Responding to a Clubhouse Live discussion on such practices, Dwight Reed at a subsequent Sunday sermon insisted his father never forced people to get married. “You jumped up when he asked who wanted to get married,” he scoffed. “You put your hands up.” It was unclear if he was referring to the teens or their parents.
Sinegal says people are leaving the church every day in this climate. “People are emotionally, spiritually, mentally fatigued,” he said in a Clubhouse forum. “…There are numerous proven track record of attempts at intimidation, at muting and muzzling the mouths of people.”
He also faulted what he called a level of apathy within the broader African-American community “about our responsibility to one another, especially as people of God.” He said the misuse of power is enabled by admonitions to “mind your business. Nobody’s perfect.”
Pastor responds from the pulpit
Reed has devoted his last two Sunday services to decrying his critics and, in some cases, shaming them personally. Of Sinegal, he said, “We’ve got a preacher down in Houston running his mouth who’s a homosexual!” He then suggested his followers get “stirred up” against same-sex marriages. Sinegal said that he’s not gay but that such a claim against others weaponizes the idea within the church that homosexuality is ungodly.
In response to a woman who quit the church and claimed in an online forum that Reed had threatened her, Reed chided, “You slept with a pastor for eight years and he was married. Keep running your mouth, I’m going to put your business out there.”

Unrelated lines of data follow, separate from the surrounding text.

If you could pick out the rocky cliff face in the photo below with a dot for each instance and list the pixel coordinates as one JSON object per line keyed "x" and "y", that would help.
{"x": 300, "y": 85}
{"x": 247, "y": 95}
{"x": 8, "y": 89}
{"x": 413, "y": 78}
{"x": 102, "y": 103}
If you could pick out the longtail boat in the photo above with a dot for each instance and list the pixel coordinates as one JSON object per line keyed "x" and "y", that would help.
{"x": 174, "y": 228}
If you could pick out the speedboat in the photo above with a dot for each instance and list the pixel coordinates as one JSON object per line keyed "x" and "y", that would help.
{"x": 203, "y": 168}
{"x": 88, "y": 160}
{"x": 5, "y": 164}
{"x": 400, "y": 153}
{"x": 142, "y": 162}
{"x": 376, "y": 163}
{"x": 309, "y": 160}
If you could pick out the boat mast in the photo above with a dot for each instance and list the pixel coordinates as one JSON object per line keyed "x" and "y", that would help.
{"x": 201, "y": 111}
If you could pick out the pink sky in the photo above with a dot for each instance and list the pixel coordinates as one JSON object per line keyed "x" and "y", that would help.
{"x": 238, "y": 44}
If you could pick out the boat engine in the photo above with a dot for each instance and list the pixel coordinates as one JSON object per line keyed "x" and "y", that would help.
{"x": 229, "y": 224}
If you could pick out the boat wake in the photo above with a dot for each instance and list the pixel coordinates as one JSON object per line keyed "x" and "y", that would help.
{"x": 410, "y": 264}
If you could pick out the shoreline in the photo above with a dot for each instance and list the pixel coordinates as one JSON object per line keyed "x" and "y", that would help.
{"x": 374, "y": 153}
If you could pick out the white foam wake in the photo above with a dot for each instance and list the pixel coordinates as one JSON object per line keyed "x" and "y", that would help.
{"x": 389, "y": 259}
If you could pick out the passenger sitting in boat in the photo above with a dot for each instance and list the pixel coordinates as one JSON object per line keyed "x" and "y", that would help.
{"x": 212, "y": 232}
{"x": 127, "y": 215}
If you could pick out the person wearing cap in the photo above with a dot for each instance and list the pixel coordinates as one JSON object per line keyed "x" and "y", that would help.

He referred to his nieces, one of whom has spoken out publicly against him, as “my rotten, no-good nieces,” called another critic a “(expletive) liar” and agent of Satan, and responded this way to a woman who said Reed had shown an inappropriate interest in her when she was 15: “Looking like a gorilla!” He shouted, “You are lying! Ain’t nobody went after you since you were 10.”
Neither the Iowa Attorney General’s Office nor the Polk County Attorney’s Office is likely to launch investigations on this, according to people in both agencies, unless police file criminal complaints against Reed. The Attorney General’s Office is focusing on offering victim assistance to people who need it.
People say they have called police but couldn’t generate any interest. Des Moines Police Department spokesman Sgt. Paul Parizek said the department has had no reports and has no ongoing investigation involving Reed.
A marriage between a 63-year-old and a teenager is troubling, especially when that man, as a pastor and church school dean, was in a position of authority over the young woman. Iowa lawmakers should also consider raising the age of legal consent; 16 is awfully young to marry. Also of concern is an issue Sinegal has raised about the tacit acceptance by church members, sometimes expressed in the mantra to mind one’s own business. A type of groupthink and even complicity can set in when loyalty to a charismatic leader — especially one interpreting the word of God — becomes paramount.
Now some longtime church members are choosing to leave, feeling the church hierarchy can’t objectively investigate itself. That warrants an outside investigation.